Die stille Tat - eine Ostergeschichte
Mit dieser Ostergeschichte möchten wir all unseren Leser ein frohes Osterfest wünschen. Sie symbolisiert all das, was wir zu Ostern feiern - Nächstenliebe und Opferbereitschaft - auch und gerade von denjenigen, von denen wir es am wenigsten erwarten.
Vor langer Zeit, als Ostern für die meisten Menschen noch eine Gedächtnis- und keine Geschenkefeier war –, weit bevor bunte Plüschküken und lilafarbene Schokoladenhasen die Supermarktregale bevölkerten -, nahte auch in einem kleinen Dorf im oberen Westerwald nach der langen Fastenzeit das Osterfest. Die Kinder des Ortes fieberten ihr, wie jedes Jahr entgegen, denn die Erwachsenen waren zu dieser Zeit meist guter Laune und so manche Leckerei, ein Stück vom Osterzopf oder ein Ei, sprang dabei heraus.
Der Regen hatte die Felder und Wege rund um das Dorf in den Märzwochen zwar aufgeweicht, aber nun kam die Sonne heraus und wärmte die Kinder, als sie zu ihren Streifzügen in den Wäldern und Feldern aufbrachen. Nur einen Ort mieden sie, denn unweit des Dorfes, auf einer kleinen Anhöhe am Waldrand stand eine recht windschiefe Hütte. Der Zahn der Zeit hatte seine deutlichen Spuren an ihr hinterlassen, die Balken waren teils morsch und brüchig, mit Moosen bewachsen, die Fensterläden hingen schief in ihren Angeln und auch sonst sah diese Behausung wenig einladend aus. Waren es zwar keine wohlhabenden Leute, die Bewohner dieses Dorfes, so hatte doch jeder zu Beginn des Frühlings ein paar Pfennige übrig, um die Balken seines Hauses neu zu streichen, das Instand zu setzen, was der Winter zerstört hatte und fast an jeder Hütte begrüßten blühende Zweige und Blumen die warmen Sonnenstrahlen.

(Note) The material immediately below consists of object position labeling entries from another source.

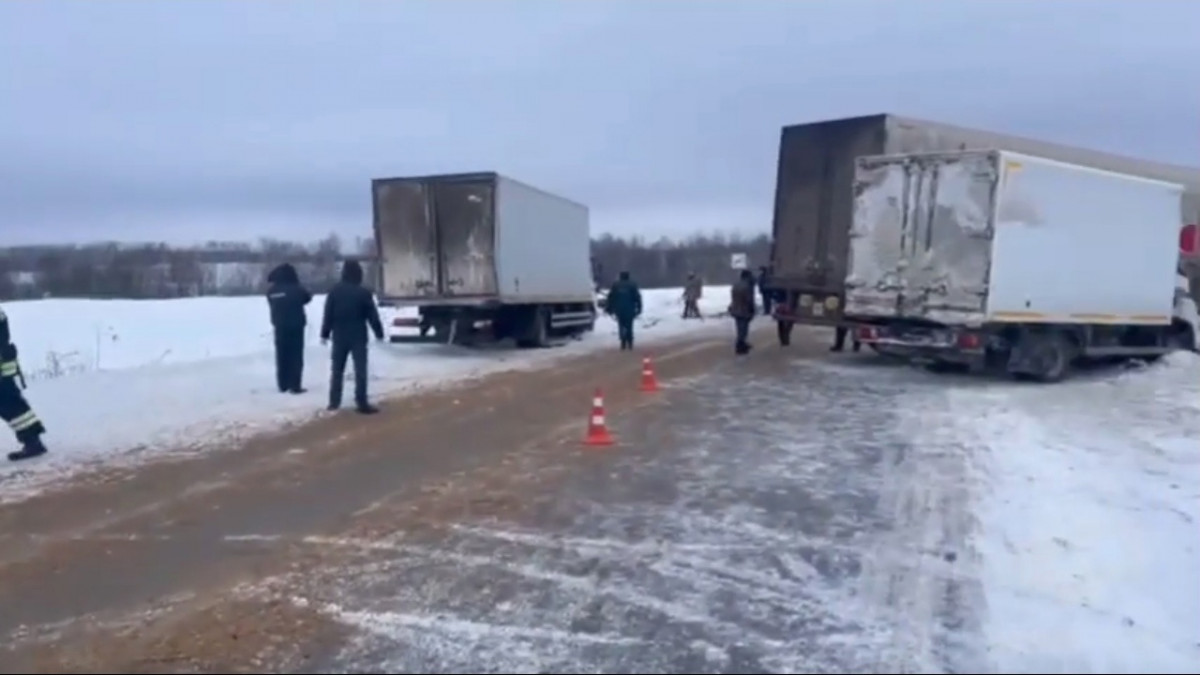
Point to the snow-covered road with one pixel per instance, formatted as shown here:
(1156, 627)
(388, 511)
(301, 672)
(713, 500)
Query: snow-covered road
(821, 515)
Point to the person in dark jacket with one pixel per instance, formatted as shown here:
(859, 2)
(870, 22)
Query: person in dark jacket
(693, 290)
(13, 407)
(624, 303)
(287, 298)
(742, 310)
(349, 311)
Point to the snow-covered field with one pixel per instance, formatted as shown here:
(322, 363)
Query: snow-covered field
(113, 376)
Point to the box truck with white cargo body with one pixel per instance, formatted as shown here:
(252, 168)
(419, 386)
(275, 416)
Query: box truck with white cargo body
(991, 258)
(484, 257)
(814, 197)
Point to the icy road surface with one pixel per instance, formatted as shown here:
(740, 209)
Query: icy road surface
(881, 520)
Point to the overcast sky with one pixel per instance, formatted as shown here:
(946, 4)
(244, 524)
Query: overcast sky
(193, 120)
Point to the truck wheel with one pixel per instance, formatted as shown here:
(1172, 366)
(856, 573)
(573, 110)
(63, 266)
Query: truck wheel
(784, 328)
(538, 332)
(1042, 357)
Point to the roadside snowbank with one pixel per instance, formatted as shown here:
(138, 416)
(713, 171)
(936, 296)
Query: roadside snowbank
(1089, 520)
(195, 372)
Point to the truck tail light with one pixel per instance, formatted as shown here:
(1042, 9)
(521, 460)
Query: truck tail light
(1188, 239)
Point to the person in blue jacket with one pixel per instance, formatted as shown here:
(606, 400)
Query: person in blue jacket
(287, 298)
(13, 407)
(624, 303)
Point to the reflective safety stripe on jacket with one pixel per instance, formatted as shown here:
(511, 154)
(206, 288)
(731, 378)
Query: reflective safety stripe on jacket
(23, 422)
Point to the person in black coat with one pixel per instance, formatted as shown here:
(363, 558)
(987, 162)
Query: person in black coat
(13, 407)
(287, 298)
(349, 310)
(624, 303)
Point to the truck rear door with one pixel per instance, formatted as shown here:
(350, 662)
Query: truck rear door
(466, 236)
(921, 243)
(814, 199)
(405, 239)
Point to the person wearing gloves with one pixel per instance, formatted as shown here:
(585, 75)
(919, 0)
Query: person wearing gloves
(349, 311)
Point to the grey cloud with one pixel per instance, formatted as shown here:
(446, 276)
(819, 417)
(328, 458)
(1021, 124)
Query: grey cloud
(175, 113)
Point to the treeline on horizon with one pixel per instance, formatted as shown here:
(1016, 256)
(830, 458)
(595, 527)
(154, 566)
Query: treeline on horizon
(114, 270)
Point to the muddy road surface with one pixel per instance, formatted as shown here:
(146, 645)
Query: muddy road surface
(762, 514)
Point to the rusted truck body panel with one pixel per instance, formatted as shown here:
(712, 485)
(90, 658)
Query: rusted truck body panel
(814, 196)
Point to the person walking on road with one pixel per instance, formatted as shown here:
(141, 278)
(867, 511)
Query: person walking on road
(349, 310)
(13, 407)
(693, 290)
(287, 298)
(742, 310)
(624, 303)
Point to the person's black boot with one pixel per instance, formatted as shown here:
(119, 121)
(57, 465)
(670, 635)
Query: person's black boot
(29, 451)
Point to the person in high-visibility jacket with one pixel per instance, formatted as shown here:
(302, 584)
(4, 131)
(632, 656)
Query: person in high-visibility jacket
(13, 407)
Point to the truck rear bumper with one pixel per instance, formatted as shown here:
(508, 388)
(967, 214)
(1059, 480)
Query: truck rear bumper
(925, 344)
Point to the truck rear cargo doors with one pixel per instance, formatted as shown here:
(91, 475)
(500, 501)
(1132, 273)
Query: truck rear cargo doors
(462, 211)
(922, 238)
(405, 239)
(435, 237)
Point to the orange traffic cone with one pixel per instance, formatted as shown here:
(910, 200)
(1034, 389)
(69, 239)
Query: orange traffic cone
(598, 429)
(649, 382)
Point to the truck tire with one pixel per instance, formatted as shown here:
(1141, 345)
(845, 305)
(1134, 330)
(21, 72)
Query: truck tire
(1042, 357)
(537, 333)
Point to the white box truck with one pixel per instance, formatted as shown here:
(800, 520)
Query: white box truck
(484, 257)
(983, 258)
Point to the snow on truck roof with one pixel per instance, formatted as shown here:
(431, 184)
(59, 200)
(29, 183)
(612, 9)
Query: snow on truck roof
(1186, 175)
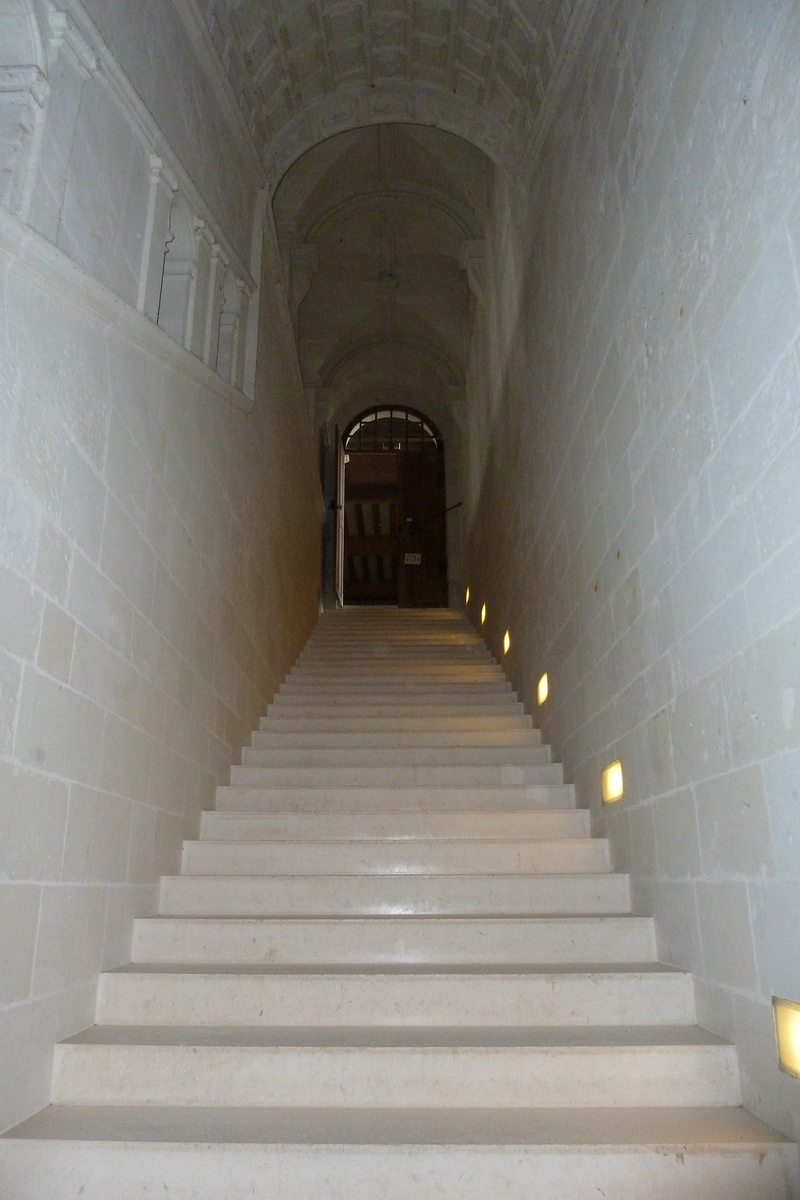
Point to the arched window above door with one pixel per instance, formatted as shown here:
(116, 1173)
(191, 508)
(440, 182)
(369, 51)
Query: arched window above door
(392, 429)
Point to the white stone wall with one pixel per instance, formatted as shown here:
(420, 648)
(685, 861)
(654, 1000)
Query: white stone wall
(633, 457)
(158, 559)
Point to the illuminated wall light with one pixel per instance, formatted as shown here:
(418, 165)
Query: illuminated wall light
(612, 781)
(787, 1035)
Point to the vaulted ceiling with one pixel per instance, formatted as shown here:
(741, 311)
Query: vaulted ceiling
(373, 226)
(487, 70)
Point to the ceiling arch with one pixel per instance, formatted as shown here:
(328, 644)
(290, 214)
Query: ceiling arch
(486, 70)
(373, 226)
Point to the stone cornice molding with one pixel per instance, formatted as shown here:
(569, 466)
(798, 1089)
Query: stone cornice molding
(53, 273)
(144, 125)
(64, 33)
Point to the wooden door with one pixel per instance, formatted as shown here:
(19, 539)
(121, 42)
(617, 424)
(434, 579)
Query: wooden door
(341, 460)
(372, 517)
(423, 557)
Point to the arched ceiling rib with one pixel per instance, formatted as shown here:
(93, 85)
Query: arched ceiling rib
(372, 227)
(486, 70)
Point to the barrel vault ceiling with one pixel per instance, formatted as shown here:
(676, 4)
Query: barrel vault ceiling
(487, 70)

Nicht jedoch an dieser Hütte, sie sah zu jeder Jahreszeit traurig und verlassen aus. Das sie dies nicht wahr, wussten die Buben des Ortes allzu gut, denn oft schon hatten sie den griesgrämigen alten Mann, der in ihr wohnte, aus sicherer Entfernung beobachtet. Er war nichts sehr gesprächig und auch die Erwachsenen wussten nicht viel Gutes über ihn zu berichten. Stumm brachte er Ihnen die Kerzen, mit deren Herstellung er sich sein Brot verdiente, in die Häuser und ging grimmigen Blickes wieder seiner Wege. Die Dorfgemeinschaft mied ihn, genau so, wie er sie mied, die Kinder jedoch hatten regelrecht Angst vor ihm und so manche Mutter schloss die Maßregelung ihres Nachwuchses nicht selten mit einem „...sonst kommt dich der Kerzenzieher holen“.
Bemerkte er die spielenden Kinder, so wandte er sich ab. Kamen sie seiner Hütte beim spielen einmal zu nah, gestikulierte er wild mit den Armen und verscheuchte sie mit einer bedrohlich aussehenden Mistgabel in der Hand. Unweit der Hütte gab es einen kleinen Weiher, nicht größer als ein Viertel eines Ackers, aber er reichte, um am Ufer mit Zweigen Flöße zu bauen und im Sommer darin zu baden. Der Weg dorthin führte ausgerechnet an der Hütte vorbei und so blieb der Kinderschar nichts anderes übrig, als den Alten zu erdulden.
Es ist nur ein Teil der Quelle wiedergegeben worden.